И все же это не вполне замкнутый круг: в 1970-е годы Бернард Броди59 указал выход из это тупика в связи с доктриной взаимно гарантированного уничтожения (MAD60):
«Странный парадокс нашего времени заключается в том, что один из важнейших факторов, который заставляет [ядерное] сдерживание работать настолько хорошо и эффективно, — это страх, что в случае по-настоящему серьезного кризиса оно может не сработать. В таких обстоятельствах с судьбой не играют. Если мы были бы совершенно уверены, что ядерное сдерживание на сто процентов защитит нас от ядерного нападения, его сдерживающая способность в отношении обычных средств ведения войны упала бы до нуля»22.
Парадокс определен очень точно: стратегия ядерного сдерживания работает не потому, что она совершенна. а благодаря ее несовершенству. Иначе говоря, совершенная стратегия (если одна сторона нанесет ядерный удар по другой, та автоматически ответит, и таким образом обе стороны будут уничтожены) несет в себе роковую ошибку: что если атакующая сторона рассчитывает на то, что даже после первого удара противник будет вести себя рационально? Он может оказаться перед выбором: когда страна почти уничтожена, можно нанести ответный удар, и это приведет к полной катастрофе, к гибели человечества, а можно НЕ НАНОСИТЬ ОТВЕТНЫЙ УДАР, позволив тем самым выжить человечеству и в отдаленной перспективе возродить свою страну? Рациональным было бы второе решение…

Что делает эту стратегию эффективной, так это тот факт, что мы никогда не можем быть уверены в ее совершенстве: что если ситуация выйдет из-под контроля в силу ряда легко вообразимых причин (от «иррациональной» агрессивности одной из сторон до простого технологического сбоя или недоразумения)? Благодаря этой постоянной угрозе обе стороны настолько страшатся перспективы взаимно гарантированного уничтожение, что избегают даже воины с применением обычного вооружения, если бы стратегия была совершенной, она, напротив, поощряла бы такие настроения: «Давай развяжем в полном масштабе обычную войну, поскольку мы оба знаем, что ни один из нас не возьмется за ядерное оружие!» Поэтому эффективность доктрины MAD объясняется не тем, что «если мы будем ее придерживаться, ядерная катастрофа не произойдет», но тем, что «если мы будем ее придерживаться, ядерная катастрофа не произойдет в ожидании (expect for) какого-нибудь непредвиденного инцидента». То же самое относится и к сегодняшней перспективе экологической катастрофы: если мы ничего не предпримем, она произойдет, а если мы сделаем все, что в наших силах, она не произойдет в ожидании какого-нибудь непредвиденного случая.

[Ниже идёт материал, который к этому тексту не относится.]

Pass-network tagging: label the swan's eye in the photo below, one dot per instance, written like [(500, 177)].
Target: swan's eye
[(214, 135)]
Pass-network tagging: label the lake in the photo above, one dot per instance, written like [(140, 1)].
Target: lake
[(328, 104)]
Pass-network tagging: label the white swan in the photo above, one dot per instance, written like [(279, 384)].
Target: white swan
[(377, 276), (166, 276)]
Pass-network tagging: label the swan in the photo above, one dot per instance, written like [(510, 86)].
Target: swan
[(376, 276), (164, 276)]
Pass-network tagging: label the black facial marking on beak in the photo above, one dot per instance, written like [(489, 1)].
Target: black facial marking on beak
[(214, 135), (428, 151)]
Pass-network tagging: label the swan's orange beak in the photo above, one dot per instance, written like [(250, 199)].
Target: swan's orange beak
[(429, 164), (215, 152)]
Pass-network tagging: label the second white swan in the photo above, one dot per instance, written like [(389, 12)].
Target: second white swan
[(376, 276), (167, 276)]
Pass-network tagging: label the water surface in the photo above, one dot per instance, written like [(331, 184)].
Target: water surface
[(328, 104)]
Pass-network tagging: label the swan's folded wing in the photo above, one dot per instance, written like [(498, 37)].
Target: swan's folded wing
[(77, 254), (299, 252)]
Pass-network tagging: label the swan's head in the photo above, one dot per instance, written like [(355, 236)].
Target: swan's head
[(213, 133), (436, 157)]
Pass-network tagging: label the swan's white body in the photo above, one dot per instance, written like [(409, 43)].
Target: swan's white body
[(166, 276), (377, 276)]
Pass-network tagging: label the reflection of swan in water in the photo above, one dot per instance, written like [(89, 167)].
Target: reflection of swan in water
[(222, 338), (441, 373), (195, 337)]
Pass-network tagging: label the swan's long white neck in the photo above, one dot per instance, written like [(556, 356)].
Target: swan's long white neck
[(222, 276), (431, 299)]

Этот «непредвиденный фактор е» и есть остаток Реального, который нарушает совершенную замкнутость «времени проекта» — если представить это время в виде окружности, он будет разрезом, который не дает окружности сомкнуться (в точности, как у Лакана, который рисует l'objet petit а). Парадоксальный статус этого e состоит в том, что в нем совпадают возможность и невозможность, позитивное и негативное: он делает эффективной стратегию предупреждения именно потому, что препятствует ее полной эффективности.

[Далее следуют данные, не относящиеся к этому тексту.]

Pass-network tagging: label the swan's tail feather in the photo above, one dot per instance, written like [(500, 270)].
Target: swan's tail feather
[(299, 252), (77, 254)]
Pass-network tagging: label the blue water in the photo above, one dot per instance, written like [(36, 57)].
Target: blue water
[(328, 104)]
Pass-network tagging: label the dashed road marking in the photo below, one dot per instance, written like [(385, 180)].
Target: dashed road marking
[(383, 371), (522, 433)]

Поэтому крайне важно не оценивать эту «катастрофическую стратегию» с точки зрения прежней линейной исторической каузальности: она не срабатывает, потому что сегодня мы сталкиваемся с множеством возможностей будущего, и внутри этого множества мы выбираем вариант действия, направленного на предотвращение катастрофы. Поскольку катастрофа не может быть «одомашнена» как одна из возможностей, остается только утверждать, что она реальна: «приходится вписывать катастрофу все более решительным образом. Приходится изображать ее как неизбежную» 23.

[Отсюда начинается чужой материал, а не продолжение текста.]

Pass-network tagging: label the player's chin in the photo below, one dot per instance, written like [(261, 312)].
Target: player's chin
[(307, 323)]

Здесь следует ввести понятие минимального «отчуждения», создающего символический порядок и социальное поле как таковое: хотя я и ЗНАЮ очень хорошо, что мое будущее и будущее общества, в котором я живу, каузально зависит от сегодняшней деятельности миллионов таких же, как я, людей, тем не менее я ВЕРЮ в предназначение (destiny), то есть я верю, что будущим управляет неведомая сила, независимая от воли и действий любого человека. «Отчуждение» заключается в минимальной «объективизации», благодаря которой я абстрагируюсь от моей активной роли и понимаю исторический процесс как «объективный», протекающий независимо от моих планов. (На ином уровне то же самое относится и к индивидуальному агенту рынка: понимая, что цена товара на рынке зависит (также) от его действий, его продаж и покупок, он, тем не менее, устанавливает фиксированную цену на товар, рассматривая ее как данную величину, на которую он воздействует.) Конечно, эти два уровня пересекаются: в настоящем я не действую вслепую, но я реагирую на то, каким окажется будущее.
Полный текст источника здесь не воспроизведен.